# MORE BRIDGEPORT M HEAD QUESTIONS



## Currahee26 (Aug 10, 2017)

Greetings!

The mill is up and running fine.  I have a question about the COLLETS /SPINDLE SIZES.  I have a set of collets that are Morse Taper #2 that fit the M head spindle I have.  They are limited to 1/2 inch max. 

What device am I looking for that will allow me to use the MT #2 spindle main hole size and drawbar, but use BIGGER milling bits?  I'm presuming there is an ADAPTER to do just this sort of upgrade, but I don't know what I'm looking for by NAME.   I see spindle CHUCK adapters but they don't tell me much as to how they are used. (On eBay) I have a MT keyed Jacobs drill bit chuck but it is limited in size and accuracy.  It is NOT drawbar tightened.
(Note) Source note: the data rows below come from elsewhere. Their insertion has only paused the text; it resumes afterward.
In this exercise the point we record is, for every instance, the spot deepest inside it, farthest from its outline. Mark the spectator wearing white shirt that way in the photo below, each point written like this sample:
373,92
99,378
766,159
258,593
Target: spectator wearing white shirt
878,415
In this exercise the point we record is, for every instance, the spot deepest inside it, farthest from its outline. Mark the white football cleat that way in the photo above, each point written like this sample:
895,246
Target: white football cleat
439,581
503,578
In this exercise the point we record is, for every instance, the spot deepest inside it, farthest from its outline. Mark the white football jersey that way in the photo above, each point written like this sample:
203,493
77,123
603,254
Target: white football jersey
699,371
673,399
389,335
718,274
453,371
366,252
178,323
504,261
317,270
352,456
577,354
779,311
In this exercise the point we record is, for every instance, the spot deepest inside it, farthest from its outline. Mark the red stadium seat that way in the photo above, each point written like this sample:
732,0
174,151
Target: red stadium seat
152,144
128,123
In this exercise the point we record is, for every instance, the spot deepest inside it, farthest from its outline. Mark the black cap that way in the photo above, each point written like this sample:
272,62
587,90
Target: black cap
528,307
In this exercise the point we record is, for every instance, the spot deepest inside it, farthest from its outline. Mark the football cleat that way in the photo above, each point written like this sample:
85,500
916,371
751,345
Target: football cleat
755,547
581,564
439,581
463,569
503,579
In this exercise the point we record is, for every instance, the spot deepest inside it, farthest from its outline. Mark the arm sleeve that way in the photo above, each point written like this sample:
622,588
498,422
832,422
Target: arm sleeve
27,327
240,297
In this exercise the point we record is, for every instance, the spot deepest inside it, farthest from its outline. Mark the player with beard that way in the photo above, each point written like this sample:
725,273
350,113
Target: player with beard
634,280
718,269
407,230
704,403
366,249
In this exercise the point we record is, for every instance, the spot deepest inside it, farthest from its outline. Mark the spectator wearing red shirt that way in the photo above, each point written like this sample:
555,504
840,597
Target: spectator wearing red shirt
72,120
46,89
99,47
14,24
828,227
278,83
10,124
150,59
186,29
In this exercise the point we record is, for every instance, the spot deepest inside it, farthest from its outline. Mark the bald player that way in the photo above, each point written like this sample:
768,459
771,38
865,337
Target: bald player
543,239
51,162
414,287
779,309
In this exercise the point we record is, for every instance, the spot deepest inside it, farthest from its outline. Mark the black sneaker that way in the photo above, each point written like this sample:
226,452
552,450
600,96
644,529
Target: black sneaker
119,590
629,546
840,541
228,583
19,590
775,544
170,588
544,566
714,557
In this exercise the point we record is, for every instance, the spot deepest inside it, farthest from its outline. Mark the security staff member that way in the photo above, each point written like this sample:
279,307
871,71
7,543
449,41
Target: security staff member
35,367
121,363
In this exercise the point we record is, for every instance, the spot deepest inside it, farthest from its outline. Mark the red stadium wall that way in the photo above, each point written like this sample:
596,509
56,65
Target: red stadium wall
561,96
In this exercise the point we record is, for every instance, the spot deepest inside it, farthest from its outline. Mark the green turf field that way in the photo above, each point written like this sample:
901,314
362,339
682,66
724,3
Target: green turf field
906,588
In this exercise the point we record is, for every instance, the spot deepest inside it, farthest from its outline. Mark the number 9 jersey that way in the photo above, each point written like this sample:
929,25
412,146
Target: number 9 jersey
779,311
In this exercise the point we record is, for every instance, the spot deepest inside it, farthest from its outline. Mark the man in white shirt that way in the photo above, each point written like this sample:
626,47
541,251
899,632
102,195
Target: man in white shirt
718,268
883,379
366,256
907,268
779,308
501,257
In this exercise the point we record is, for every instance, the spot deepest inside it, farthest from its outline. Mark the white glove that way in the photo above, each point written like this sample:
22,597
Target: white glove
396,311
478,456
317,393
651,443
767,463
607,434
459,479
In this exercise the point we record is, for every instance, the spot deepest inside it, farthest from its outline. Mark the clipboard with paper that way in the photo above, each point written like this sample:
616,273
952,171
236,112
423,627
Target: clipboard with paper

Any suggestions or mfg names/styles I am looking for? 
Thanks
Dave


----------



## Technical Ted (Aug 10, 2017)

I use a set of these.

http://www.ebay.com/itm/4-PC-MT2-MO...652648?hash=item1a2c232da8:g:GWAAAOSwZKBZG2yv

I also picked up a 5/8" holder as well.

Ted


----------



## markba633csi (Aug 10, 2017)

You could also get a MT2 to ER collet chuck and just buy the collet sizes you need.  May have to make a new drawbar. 
ER25 goes to 5/8"
ER32 goes to 3/4" I think
Mark


----------



## Currahee26 (Aug 10, 2017)

WOW!< Great information!  I had an idea this is what I wanted but could never find an adequate description of these adapters to pull the trigger on. 

Thanks gentlemen for your help and information
Dave


----------



## Ron1939 (Aug 11, 2017)

Technical Ted said:


> I use a set of these.
> 
> http://www.ebay.com/itm/4-PC-MT2-MO...652648?hash=item1a2c232da8:g:GWAAAOSwZKBZG2yv
> 
> ...


Hi Ted, what holds the end mills in place?


----------



## Technical Ted (Aug 11, 2017)

Ron1939 said:


> Hi Ted, what holds the end mills in place?



There's a set screw in the holder to hold tools in place. One tip when ordering these is to make sure you get ones with the correct draw bar thread, because they also come in metric threads... mine is 3/8"-16.

Ted


----------



## Silverbullet (Aug 11, 2017)

Hi welcome to the site. The er32 will work well and is easier then changing the morse collets . Nice little mill will do lots of work , make a fly cutter to use , every mill needs one . Easy project and can be made in lots of ways.


----------